Thursday, December 16, 2010

Train of thought

At any given moment when I'm not doing anything particular that occupies my mind, if you ask me what I'm thinking, and I can stop the process long enough to give a frank answer (and it happens to be something I'm willing to say aloud), the thought of that instant in time will be almost random. Sure, it's more likely to have something to do with something that's going on in my life, or has been, than not, but the connection can be pretty tenuous. Because if you also asked me how I came to be thinking about that, and again if I stopped to give a totally honest answer (which I probably wouldn't), it would almost always turn out that I can trace back through a series of other subjects that have only a minimal connection, and there'll be dozens of them in a minute of free-form thought.

I'd love to give an example, but odds are within any typical minute there'll be something either too personal to mention, or too embarassingly banal to admit to, in the mix. Besides which, the act of trying to capture the list for a minute would probably take ten minutes and disturb the thing I was trying to capture. I don't really decide to go off on a series of detours; it's a perfectly normal thing that happens every day. I only notice when I find myself wondering how I got to something, or trying to remember what I was thinking about a moment ago that I didn't finish and having to "pop the stack" to get back to it.

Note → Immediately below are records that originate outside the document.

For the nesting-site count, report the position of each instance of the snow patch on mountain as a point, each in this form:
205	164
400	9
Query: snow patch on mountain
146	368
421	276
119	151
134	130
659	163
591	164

If this is a 'train of thought' then the analogy I suppose means to suggest that each thought is connected to the next like the cars in a train. (Surely the analogy can't refer to the course the train takes on its linear tracks!) But for me, it'd be more like having the locomotive followed by an airplane, which is followed by a crow, which is followed by a Native American, which is followed by Kevin Costner, which is followed by Kevin Bacon, which is followed by an electric guitar, which is followed by a PS3, and if you keep going, by the end of the minute maybe if I'm lucky the train will end up with caboose because I happened to work my way back to it through Java programming and model railroading.

I'm sure everyone's mind goes through these kinds of twists. But when I've talked to people about it, I often get the sense that they don't do it as much or as often, though people don't like to imagine anyone else's mind is twistier or weirder than theirs and so tend to engage in one-up-manship. (As if it's a badge of pride to have a more meandering thought process!) Unfortunately this tends to cut short any speculation on why my mind does this so much.

I must note that once I'm thinking about something, my mind doesn't tend to wander; this only happens at times like when I'm in the passenger seat in the car, for instance. When I'm doing almost anything, my mind tends to stay fairly firmly on whatever I'm doing, with few wanderings. Once it doesn't have anything to keep it busy, though, it's off darting in any direction, wildly. It's as if it just has to keep moving all the time and if it has no path ahead of it it just does a crazy-man walk to keep moving. But does that mean people who don't do this have a mind that finds a path all the time, or one that is content to stop moving when it has nowhere particular to go?